September 1994. Eingeklemmt zwischen Hochzeit und Photokina machen Nala und ich drei Wochen Ferien. So ganz richtige Ferien, mit dem Flieger auf eine Insel und Uebernachtungen im Hotel - ein ganz seltenes Erlebnis, das wir nur noch einmal wiederholen werden. Zwei Kameras sind mit dabei, wir belichten ein Dutzend Filme (entsprechend das Chaos in den Magazinen, Digitalkameras mit EXIF Infos sind definitiv ein Segen ). Als ich mir Abends gegen elf die Bilder angucke, finde ich einen einmaligen Moment - irgendwo in den Bergen von Gran Canaria fotografiert Beat Nala und Nala Beat:
Linkes Bild Pentax SFX, AF 35-70, rechtes Bild Pentax ME, A 35-105, beide Bilder Agfachrome Professional RS200
Bilder scannen hat etwas Meditatives. Den Scanner mit vier Dias bestücken, Scansoftware starten, zweieinhalb Minuten warten. Zeit zum gedanklichen Abschweifen, für Erinnerungen an Begebenheiten, die damit verbundene Gefühle. Die Hochzeit war vorbei, der Stress im Büro davor weit weg (ich hatte noch kein Handy, mein damaliger Chef in heller Aufregung), mein Einsatz an der Front während der Photokina noch vor mir.
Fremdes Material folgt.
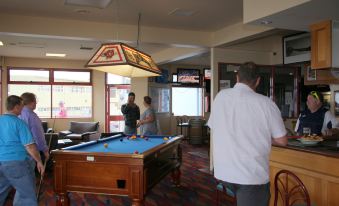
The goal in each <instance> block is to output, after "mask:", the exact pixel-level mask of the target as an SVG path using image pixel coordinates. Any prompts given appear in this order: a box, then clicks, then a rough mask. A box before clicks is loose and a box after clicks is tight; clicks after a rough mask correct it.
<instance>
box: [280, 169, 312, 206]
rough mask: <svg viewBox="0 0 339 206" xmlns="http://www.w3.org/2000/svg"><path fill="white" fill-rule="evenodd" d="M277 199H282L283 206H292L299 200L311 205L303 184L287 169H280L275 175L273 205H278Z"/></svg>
mask: <svg viewBox="0 0 339 206" xmlns="http://www.w3.org/2000/svg"><path fill="white" fill-rule="evenodd" d="M279 197H280V198H279ZM278 200H281V201H282V205H283V206H293V205H295V203H297V202H299V203H300V201H301V202H304V203H306V204H303V205H306V206H311V200H310V195H309V194H308V191H307V189H306V187H305V185H304V184H303V183H302V181H301V180H300V179H299V178H298V177H297V176H296V175H295V174H294V173H293V172H291V171H288V170H280V171H279V172H278V173H277V174H276V175H275V178H274V206H277V205H278ZM279 205H281V204H279Z"/></svg>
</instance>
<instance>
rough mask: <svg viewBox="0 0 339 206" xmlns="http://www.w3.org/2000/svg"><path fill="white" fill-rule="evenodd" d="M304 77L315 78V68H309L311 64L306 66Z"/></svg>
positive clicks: (314, 79) (316, 70)
mask: <svg viewBox="0 0 339 206" xmlns="http://www.w3.org/2000/svg"><path fill="white" fill-rule="evenodd" d="M306 77H307V80H308V81H314V80H317V70H315V69H311V65H308V66H307V67H306Z"/></svg>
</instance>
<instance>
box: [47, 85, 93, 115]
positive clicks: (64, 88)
mask: <svg viewBox="0 0 339 206" xmlns="http://www.w3.org/2000/svg"><path fill="white" fill-rule="evenodd" d="M55 87H56V88H58V89H60V87H62V89H61V91H59V90H58V89H55ZM52 88H53V90H52V91H53V101H52V105H53V112H52V116H53V117H59V118H67V117H72V118H89V117H91V116H92V86H73V85H63V86H60V85H57V86H54V85H53V86H52Z"/></svg>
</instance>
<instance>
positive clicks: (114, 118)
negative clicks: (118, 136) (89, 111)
mask: <svg viewBox="0 0 339 206" xmlns="http://www.w3.org/2000/svg"><path fill="white" fill-rule="evenodd" d="M106 91H107V92H106V105H107V110H106V111H107V112H106V125H105V130H106V132H122V131H124V128H125V121H124V116H123V115H122V113H121V105H123V104H125V103H126V102H127V99H128V93H129V92H130V91H131V85H107V86H106Z"/></svg>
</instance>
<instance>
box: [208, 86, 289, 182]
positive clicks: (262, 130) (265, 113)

Die permanente Angst vor der verwüsteten Wohnung (ein Brauch in der Familie von Nala, enstprechende Andeutungen ihrer Verwandten belasteten sie die ganze Zeit). Unser gemeinsames Unwohlsein in unserer Reisegruppe voller verknallter Päärchen, die regelmässige Flucht ins Hinterland, weg vom Rummel in die Stille. Die Fahrten über Strassen durchs Niemandsland, schroffe Abbrüche, das flaue Gefühl des ständig drohenden Absturzes im Magen. Die seltenen Momente der Entspannung, in denen der Alltag weit weg ist.
Bilder aus 20, 25 Jahren Distanz zu betrachten fällt teilweise schwer, vor allem Bilder von mir (vorsicht, zweideutig ). Ich bin immer wieder erstaunt darüber, welch üble Fotos ich mehrheitlich gemacht habe, wie lausig eigentlich meine Ausrüstung damals war. Darunter sicherlich einige Perlen - ich merke jedoch gut, dass die Erfahrung der vergangenen sechs Jahre Flatrate Fotografie mich enorm weitergebracht hat, wie qualitativ hochstehend heutige Kameras und Linsen verglichen mit früher war alles besser eigentlich sind.
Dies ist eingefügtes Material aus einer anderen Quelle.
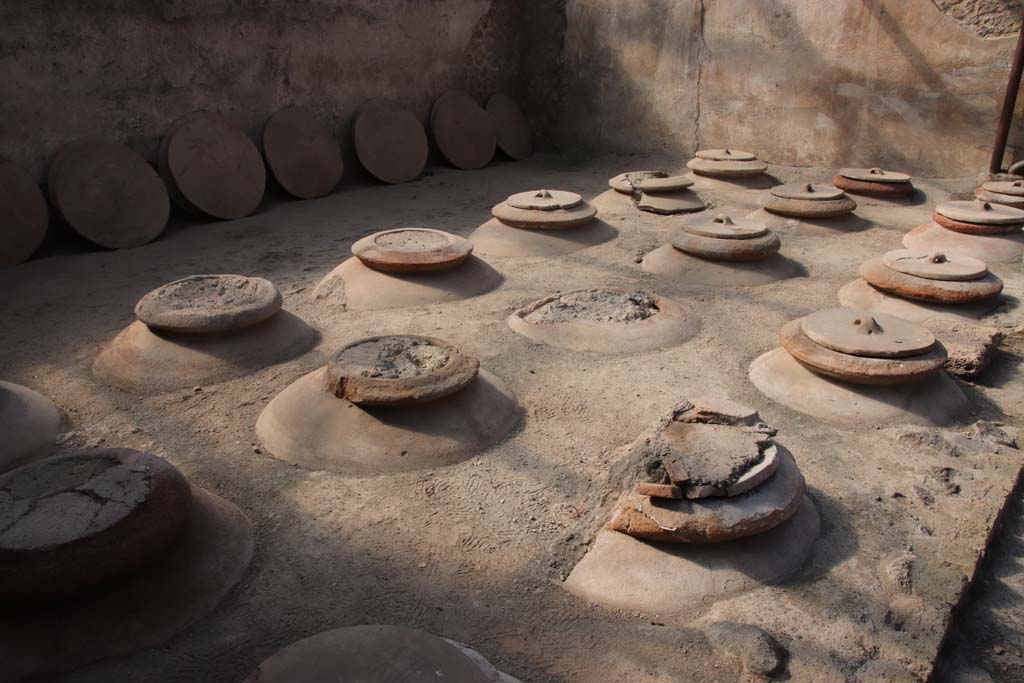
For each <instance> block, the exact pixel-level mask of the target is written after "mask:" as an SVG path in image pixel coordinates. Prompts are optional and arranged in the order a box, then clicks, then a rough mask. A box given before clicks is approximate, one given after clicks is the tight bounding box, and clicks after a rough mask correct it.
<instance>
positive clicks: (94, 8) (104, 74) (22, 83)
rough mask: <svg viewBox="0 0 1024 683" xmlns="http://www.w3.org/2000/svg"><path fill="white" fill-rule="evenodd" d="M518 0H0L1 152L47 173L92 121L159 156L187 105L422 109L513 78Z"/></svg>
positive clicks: (334, 116) (227, 110) (512, 78)
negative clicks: (161, 144) (467, 91)
mask: <svg viewBox="0 0 1024 683" xmlns="http://www.w3.org/2000/svg"><path fill="white" fill-rule="evenodd" d="M517 12H518V8H517V3H516V2H515V0H291V1H287V0H24V1H18V2H13V1H12V2H0V75H2V78H0V155H3V156H6V157H8V158H10V159H12V160H14V161H16V162H17V163H19V164H22V165H23V166H26V167H27V168H30V169H32V171H33V172H34V173H35V174H36V175H37V176H38V177H42V173H43V171H44V169H45V165H46V160H47V159H48V158H49V157H50V156H51V155H52V154H53V153H54V152H55V150H56V148H57V147H58V146H59V145H60V144H61V143H62V142H66V141H68V140H70V139H74V138H76V137H80V136H83V135H106V136H111V137H113V138H115V139H120V140H124V141H127V142H128V143H129V144H131V145H132V146H134V147H135V148H138V150H139V151H140V152H142V153H143V154H145V155H146V156H147V157H150V158H151V159H152V158H153V156H154V153H155V150H156V146H157V143H158V140H159V137H160V135H161V134H162V133H163V131H164V130H165V128H166V127H167V126H168V124H169V123H170V122H172V121H173V120H174V119H175V118H177V117H178V116H179V115H181V114H184V113H187V112H190V111H195V110H200V109H206V110H212V111H219V112H222V113H224V114H225V115H227V116H228V118H229V119H230V120H231V121H232V122H233V123H236V124H237V125H239V126H242V127H243V128H245V129H246V130H248V131H250V132H251V133H254V134H255V133H256V132H257V131H258V130H259V129H260V128H261V127H262V124H263V123H264V122H265V121H266V119H267V118H268V117H269V116H270V115H271V114H272V113H273V112H274V111H276V110H278V109H280V108H281V106H283V105H285V104H288V103H300V104H305V105H308V106H310V108H312V109H313V110H314V111H316V112H318V113H319V114H321V116H322V117H323V118H324V119H325V120H326V121H329V122H331V124H332V125H333V126H334V127H335V129H336V130H337V131H338V133H339V135H344V134H345V133H346V131H347V126H348V124H349V121H350V117H351V114H352V112H353V111H354V109H355V108H356V106H357V105H358V104H359V103H360V102H361V101H364V100H365V99H367V98H368V97H374V96H383V97H391V98H394V99H397V100H399V101H402V102H403V103H406V104H407V105H409V106H410V108H412V109H413V110H414V111H416V112H417V113H418V114H419V115H421V116H422V117H423V119H424V121H425V120H426V117H427V113H428V112H429V108H430V103H431V101H432V99H433V98H434V97H435V96H436V95H438V94H440V93H441V92H443V91H444V90H446V89H450V88H454V87H466V88H468V89H469V90H471V91H473V92H474V93H475V94H477V95H480V96H485V95H489V94H490V93H492V92H494V91H496V90H498V89H506V88H514V87H515V84H516V79H517V74H516V73H515V65H516V61H517V51H518V45H517V44H516V42H515V41H516V37H515V36H514V35H513V34H512V33H510V32H509V31H507V30H506V26H507V25H508V24H509V23H510V22H512V18H511V17H512V16H513V15H514V14H515V13H517Z"/></svg>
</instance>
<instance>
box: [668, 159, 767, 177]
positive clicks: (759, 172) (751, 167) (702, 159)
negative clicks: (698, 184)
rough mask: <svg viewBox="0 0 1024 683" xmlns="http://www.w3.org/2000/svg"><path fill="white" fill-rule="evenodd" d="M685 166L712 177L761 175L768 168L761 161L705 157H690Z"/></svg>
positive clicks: (754, 175) (766, 170) (693, 169)
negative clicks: (704, 157) (687, 161)
mask: <svg viewBox="0 0 1024 683" xmlns="http://www.w3.org/2000/svg"><path fill="white" fill-rule="evenodd" d="M686 168H688V169H690V170H691V171H693V172H694V173H696V174H697V175H707V176H710V177H712V178H746V177H753V176H756V175H761V174H762V173H764V172H765V171H767V170H768V164H766V163H765V162H763V161H758V160H754V161H709V160H707V159H691V160H690V161H688V162H687V163H686Z"/></svg>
Dann und wann sehe ich ein Foto mit mir drauf, betrachte den Kerl auf den Bildern - ja, er gleicht mir, ich erkenne mich wieder. Gleichzeitig erschreckt mich die Naivität, die ich damals mit mir trug, den Glauben an die Werte, Verhaltensweisen und Rituale meiner Sozialisierung. Die Unkenntnis über die Menschen um mich herum, ihre Motivationen, ihre Gefühle. Ich sehe, wie wenig ich selbst über das Leben wusste und gleichzeitig der Ueberzeugung war, dass mir die Welt gehört. Grusel Da will ich nicht mehr hin, älter sein hat definitiv etwas für sich, dass ich nicht missen möchte. Da nehme ich die grauen Haare und schmerzenden Gelenke noch so gerne hin.